Photo Credit: pgLang / project3 & Park Pictures
Kendrick Lamar Talks About the Making of "We Cry Together"
In a conversation moderated by actress Tessa Thompson, Kendrick Lamar and Dave Free discussed the process behind "We Cry Together."
Kendrick Lamar is opening up about "We Cry Together," his 6-minute collaboration with Taylour Paige. During a private screening of the short film on Tuesday (November 22), actress Tessa Thompson moderated a discussion with Lamar and pgLang co-founder Dave Free about the song and visual's process.
“The crazy part about this joint is that it started with the film first and the music — putting it on the actual album — came after,” Lamar said. “The idea was always to capture this writing, not no song, [but] the writing and the film and the texture and the cinematography of it in order to get the full experience out.”

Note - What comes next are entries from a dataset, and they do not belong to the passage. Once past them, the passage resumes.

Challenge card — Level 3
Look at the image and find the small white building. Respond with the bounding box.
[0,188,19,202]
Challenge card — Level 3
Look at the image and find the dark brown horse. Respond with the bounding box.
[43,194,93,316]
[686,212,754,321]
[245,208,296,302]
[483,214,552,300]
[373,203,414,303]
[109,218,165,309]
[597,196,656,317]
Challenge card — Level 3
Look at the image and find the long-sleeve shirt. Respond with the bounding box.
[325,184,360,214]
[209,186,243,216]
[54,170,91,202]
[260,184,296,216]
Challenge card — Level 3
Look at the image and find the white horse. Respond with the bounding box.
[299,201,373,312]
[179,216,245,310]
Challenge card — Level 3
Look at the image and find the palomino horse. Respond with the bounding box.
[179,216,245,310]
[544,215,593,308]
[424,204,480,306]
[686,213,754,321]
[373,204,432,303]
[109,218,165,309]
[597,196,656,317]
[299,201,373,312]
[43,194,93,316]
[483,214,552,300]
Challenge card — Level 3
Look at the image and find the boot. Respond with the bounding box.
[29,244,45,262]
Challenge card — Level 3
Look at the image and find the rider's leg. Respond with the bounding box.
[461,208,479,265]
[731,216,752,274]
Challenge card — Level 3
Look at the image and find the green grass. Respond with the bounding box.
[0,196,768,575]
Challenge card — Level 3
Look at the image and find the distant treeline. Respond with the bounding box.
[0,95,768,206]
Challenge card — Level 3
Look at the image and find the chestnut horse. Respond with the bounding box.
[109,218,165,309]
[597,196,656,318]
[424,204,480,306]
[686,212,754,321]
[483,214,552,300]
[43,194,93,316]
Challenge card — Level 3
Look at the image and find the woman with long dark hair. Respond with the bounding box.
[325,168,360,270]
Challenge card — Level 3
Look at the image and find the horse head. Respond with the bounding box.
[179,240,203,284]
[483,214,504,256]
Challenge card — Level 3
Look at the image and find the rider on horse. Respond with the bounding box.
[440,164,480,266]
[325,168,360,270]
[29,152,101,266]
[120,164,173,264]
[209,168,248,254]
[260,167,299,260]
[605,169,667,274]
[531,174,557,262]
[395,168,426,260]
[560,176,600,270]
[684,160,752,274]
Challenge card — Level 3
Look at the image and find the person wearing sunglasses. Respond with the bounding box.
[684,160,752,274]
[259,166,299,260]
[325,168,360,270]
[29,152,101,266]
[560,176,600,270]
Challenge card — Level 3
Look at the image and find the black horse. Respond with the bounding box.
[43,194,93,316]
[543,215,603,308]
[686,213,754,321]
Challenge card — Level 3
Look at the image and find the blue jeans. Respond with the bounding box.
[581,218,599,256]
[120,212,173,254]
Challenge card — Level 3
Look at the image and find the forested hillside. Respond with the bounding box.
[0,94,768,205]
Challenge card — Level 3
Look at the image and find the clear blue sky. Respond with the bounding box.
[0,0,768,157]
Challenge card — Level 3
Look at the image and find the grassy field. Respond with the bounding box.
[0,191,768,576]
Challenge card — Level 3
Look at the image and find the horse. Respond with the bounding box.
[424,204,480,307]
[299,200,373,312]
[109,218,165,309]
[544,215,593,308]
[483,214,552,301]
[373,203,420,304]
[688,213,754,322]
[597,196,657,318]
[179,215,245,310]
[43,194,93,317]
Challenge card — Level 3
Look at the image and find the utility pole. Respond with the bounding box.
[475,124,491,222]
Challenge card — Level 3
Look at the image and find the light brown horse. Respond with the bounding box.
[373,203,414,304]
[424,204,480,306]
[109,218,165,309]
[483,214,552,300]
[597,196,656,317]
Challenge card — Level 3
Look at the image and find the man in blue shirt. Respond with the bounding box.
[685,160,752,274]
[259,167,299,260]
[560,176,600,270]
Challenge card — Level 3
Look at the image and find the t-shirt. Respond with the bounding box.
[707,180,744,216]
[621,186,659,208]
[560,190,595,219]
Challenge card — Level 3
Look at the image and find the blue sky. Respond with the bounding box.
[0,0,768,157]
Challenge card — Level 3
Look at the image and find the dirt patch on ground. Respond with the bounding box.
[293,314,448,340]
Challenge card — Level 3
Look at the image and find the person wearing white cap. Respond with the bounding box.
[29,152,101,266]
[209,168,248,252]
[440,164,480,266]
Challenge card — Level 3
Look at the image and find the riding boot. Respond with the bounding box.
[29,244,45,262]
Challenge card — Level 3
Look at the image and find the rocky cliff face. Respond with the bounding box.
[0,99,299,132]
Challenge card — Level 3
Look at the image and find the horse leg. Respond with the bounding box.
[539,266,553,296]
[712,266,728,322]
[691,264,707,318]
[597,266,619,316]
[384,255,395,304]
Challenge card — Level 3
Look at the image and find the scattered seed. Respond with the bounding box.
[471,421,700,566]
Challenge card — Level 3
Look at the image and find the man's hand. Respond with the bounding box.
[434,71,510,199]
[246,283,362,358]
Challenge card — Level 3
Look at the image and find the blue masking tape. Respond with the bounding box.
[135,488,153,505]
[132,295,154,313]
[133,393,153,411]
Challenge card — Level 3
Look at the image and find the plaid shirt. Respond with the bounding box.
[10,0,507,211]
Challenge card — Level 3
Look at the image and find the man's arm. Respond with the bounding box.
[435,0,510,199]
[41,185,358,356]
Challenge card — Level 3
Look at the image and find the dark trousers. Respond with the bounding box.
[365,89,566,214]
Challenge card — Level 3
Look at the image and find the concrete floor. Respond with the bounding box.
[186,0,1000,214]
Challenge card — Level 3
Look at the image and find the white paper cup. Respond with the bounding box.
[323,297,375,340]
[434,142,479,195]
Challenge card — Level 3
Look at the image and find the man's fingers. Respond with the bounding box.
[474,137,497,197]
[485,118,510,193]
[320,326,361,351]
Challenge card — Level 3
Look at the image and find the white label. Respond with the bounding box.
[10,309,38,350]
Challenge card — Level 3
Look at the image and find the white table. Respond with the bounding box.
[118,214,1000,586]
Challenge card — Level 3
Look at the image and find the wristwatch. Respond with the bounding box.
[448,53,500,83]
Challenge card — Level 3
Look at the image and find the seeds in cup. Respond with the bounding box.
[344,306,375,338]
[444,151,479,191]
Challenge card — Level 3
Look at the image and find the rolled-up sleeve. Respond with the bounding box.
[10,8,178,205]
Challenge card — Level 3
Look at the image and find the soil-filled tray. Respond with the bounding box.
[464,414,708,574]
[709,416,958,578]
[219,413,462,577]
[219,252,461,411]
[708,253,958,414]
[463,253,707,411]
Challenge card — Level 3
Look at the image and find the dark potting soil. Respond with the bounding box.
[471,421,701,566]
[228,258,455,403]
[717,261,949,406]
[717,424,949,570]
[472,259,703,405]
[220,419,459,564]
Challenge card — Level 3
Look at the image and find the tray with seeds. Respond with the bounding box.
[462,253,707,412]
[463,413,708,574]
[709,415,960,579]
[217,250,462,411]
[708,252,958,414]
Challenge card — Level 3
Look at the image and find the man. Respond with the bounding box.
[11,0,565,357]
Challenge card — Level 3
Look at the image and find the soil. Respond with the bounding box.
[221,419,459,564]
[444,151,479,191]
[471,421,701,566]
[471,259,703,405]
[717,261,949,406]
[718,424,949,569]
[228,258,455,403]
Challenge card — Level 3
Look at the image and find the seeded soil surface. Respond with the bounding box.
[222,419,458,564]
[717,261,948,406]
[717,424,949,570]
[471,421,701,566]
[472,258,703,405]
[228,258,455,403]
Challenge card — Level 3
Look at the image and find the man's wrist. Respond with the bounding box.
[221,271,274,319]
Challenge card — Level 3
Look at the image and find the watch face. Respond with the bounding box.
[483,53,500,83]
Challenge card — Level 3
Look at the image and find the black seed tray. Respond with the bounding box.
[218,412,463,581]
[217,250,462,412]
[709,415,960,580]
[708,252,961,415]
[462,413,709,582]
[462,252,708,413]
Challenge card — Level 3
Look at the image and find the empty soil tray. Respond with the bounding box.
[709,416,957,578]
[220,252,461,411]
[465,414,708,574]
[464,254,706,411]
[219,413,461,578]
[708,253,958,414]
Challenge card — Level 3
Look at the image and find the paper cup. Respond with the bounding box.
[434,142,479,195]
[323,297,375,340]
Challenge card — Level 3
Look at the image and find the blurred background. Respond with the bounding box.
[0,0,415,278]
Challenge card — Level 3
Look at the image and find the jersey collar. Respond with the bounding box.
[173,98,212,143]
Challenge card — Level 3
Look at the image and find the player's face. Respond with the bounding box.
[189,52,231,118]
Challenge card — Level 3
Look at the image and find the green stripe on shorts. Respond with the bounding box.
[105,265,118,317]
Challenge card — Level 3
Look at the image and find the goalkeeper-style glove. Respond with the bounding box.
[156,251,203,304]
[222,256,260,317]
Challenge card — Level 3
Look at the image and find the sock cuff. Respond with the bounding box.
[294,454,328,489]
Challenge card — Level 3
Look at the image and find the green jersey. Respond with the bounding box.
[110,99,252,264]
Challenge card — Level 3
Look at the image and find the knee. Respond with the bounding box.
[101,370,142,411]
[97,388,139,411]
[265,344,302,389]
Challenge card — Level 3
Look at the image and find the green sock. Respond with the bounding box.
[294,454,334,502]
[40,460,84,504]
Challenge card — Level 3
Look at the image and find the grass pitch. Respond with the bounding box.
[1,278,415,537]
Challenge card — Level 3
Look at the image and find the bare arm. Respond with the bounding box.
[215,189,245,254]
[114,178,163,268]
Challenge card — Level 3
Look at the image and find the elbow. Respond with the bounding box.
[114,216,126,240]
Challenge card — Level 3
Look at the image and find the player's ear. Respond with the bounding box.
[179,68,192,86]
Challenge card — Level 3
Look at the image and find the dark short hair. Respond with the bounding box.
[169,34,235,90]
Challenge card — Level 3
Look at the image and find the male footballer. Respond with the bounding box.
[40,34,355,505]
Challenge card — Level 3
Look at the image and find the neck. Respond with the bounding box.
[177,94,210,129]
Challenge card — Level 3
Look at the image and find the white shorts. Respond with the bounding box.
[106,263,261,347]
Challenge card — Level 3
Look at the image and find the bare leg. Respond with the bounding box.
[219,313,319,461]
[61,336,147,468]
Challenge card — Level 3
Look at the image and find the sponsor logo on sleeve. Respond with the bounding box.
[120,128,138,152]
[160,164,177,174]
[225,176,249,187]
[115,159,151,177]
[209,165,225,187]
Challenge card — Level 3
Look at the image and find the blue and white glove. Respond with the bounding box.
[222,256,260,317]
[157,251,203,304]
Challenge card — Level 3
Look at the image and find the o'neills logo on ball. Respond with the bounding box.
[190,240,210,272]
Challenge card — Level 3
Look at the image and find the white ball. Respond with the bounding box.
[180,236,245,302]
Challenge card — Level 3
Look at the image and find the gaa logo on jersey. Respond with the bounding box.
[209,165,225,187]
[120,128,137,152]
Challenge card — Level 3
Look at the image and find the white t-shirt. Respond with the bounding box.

Directed by Lamar, Free and Jake Schreier, "We Cry Together" now qualifies for a nomination in the Best Live Action Short Film category. Free added that the goal of the song was to address topics that “we as a society kind of shy away from,” looking to Hype Williams-directed cult classic Belly and Quentin Tarantino films for visual cues.
“[We were like] let’s find super intense moments that have a lot of atmosphere in the room. And as we went through the process we started talking about how this should be a film,” Free continued. “We settled on a one-take format that was essentially a dance in the room. There was a lot of people in that room, even outside of Kendrick, dancing around to capture that. And Jake was a huge help. He did some one-take work that we were really inspired by, so we asked him to join us, and we started putting the pieces together.”
Free added that the filming was all one-take, recorded with live audio in 2020 prior to the pandemic lockdown, inspired by shared text messages, voice notes and other audio-visual materials.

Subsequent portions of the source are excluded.